The Mexican Revolution – ten years of civil war which changed the country forever – was a time of great destruction and huge personal hardships. By 1920 the country had to rebuild both in terms of physical buildings, roads as well as relationships and trust.
With the huge list of practical things that needed to happen to rebuild the country, it is a little surprising that art should be one of the major tools used.
Between 1920 and 1970 many public buildings we covered in murals which had a nationalistic or a social or political meaning. The movement still continues today and has in a lot of ways transferred happily into America along with its artists.
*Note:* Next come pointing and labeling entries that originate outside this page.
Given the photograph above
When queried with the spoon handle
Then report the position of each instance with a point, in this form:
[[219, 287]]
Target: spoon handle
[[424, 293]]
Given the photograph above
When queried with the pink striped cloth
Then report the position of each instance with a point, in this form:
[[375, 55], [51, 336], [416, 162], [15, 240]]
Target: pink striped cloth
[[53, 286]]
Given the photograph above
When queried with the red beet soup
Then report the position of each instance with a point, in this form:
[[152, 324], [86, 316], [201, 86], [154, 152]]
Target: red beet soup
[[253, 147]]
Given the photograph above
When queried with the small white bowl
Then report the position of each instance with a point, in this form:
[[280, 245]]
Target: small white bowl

The city of Philadelphia is famous for its murals and continues to add them all over the area.
An old idea made new
Mexican muralism was not a new thing, ancient civilizations had been painting the walls during the pre-Hispanic period. In the colonial period, the idea continued with mostly religious themes painted in churches and public places.
But by 1920 the need was very different, but the response was very similar. When the population cannot read, the only way to teach is by pictures and José Vasconcelos the minister for education hit on the idea of state back murals with political and social ideas according to post-revolutionary government ideals. The idea gained traction quickly.
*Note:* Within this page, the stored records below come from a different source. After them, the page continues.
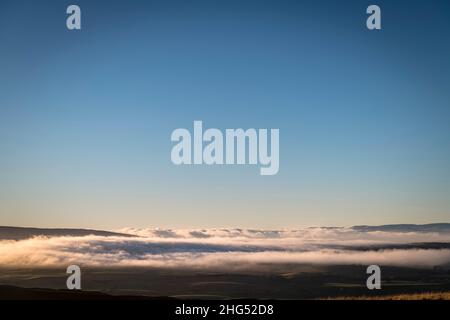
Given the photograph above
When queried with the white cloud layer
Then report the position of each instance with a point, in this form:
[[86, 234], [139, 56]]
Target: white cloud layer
[[231, 249]]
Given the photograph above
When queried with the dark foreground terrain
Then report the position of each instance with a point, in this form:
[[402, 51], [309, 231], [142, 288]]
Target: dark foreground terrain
[[301, 282]]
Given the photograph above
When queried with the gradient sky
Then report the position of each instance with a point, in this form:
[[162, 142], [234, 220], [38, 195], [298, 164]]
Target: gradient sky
[[86, 116]]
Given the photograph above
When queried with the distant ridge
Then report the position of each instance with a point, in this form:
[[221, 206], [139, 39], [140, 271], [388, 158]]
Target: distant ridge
[[21, 233], [432, 227]]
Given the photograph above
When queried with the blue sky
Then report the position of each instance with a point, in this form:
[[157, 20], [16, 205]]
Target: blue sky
[[86, 116]]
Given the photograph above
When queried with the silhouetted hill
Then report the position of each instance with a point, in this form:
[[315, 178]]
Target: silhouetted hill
[[433, 227], [19, 233], [17, 293]]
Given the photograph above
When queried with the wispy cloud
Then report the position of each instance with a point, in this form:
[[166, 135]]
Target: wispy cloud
[[231, 249]]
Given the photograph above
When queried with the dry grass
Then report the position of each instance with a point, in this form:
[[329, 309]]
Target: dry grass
[[414, 296]]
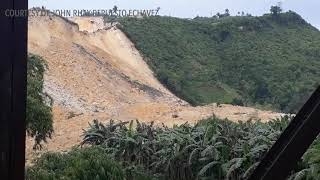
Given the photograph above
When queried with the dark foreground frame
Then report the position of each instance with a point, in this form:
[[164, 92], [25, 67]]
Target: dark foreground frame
[[276, 165], [13, 67], [292, 144]]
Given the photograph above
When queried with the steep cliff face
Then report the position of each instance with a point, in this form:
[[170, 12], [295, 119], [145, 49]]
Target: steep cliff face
[[95, 72]]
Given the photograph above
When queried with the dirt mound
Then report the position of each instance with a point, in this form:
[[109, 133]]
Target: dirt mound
[[97, 73]]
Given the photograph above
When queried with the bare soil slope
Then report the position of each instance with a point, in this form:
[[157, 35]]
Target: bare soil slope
[[97, 73]]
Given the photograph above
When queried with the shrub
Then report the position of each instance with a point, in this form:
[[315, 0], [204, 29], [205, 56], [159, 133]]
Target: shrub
[[38, 113], [78, 164]]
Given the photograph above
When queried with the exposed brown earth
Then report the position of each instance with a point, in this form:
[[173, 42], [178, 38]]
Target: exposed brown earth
[[97, 73]]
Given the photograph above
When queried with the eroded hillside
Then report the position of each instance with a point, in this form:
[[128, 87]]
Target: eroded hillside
[[98, 74]]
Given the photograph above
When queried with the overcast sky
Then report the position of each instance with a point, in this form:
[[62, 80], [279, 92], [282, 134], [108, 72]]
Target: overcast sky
[[308, 9]]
The government had a lofty vision. Only the best painters received a commission. Diego Rivera was called home from Europe and he joined David Alfaro Siqueiros and José Clemente Orozco as the big three, though they were by no means the only ones.
Politically inspired not artistically
Each artist brought their own style but all were united in the belief that the work educated as well as adding something aesthetic. The concept of improvement of making things better for the people flowed beyond paint on the wall – they help create the Syndicate of Technical Workers, Painters, and Sculptors. Not a group who often come together.
All three were communists, Siqueiros had fought in the revolution and had first-hand experience as well as a strong belief in Marxism. All three thought of their commission as part of the ongoing struggle against class and the structure of society. Painting was just a way of expressing it and of sending messages to large swathes of the population.
Now the overt political messaging is no longer the main reason for murals but the medium continues and continues its association with the Latinx community. Miami with its prevalent Latin culture has a vibrant and ever-changing mural scene.
Education may no longer be the raison d’etre but making a point often is. Street art has now become mainstream, and the fact that some of the more effective artists have now become collectible suggests that the edgier aspects are now perhaps softening.
But if you’re an angry artist – is there any better medium?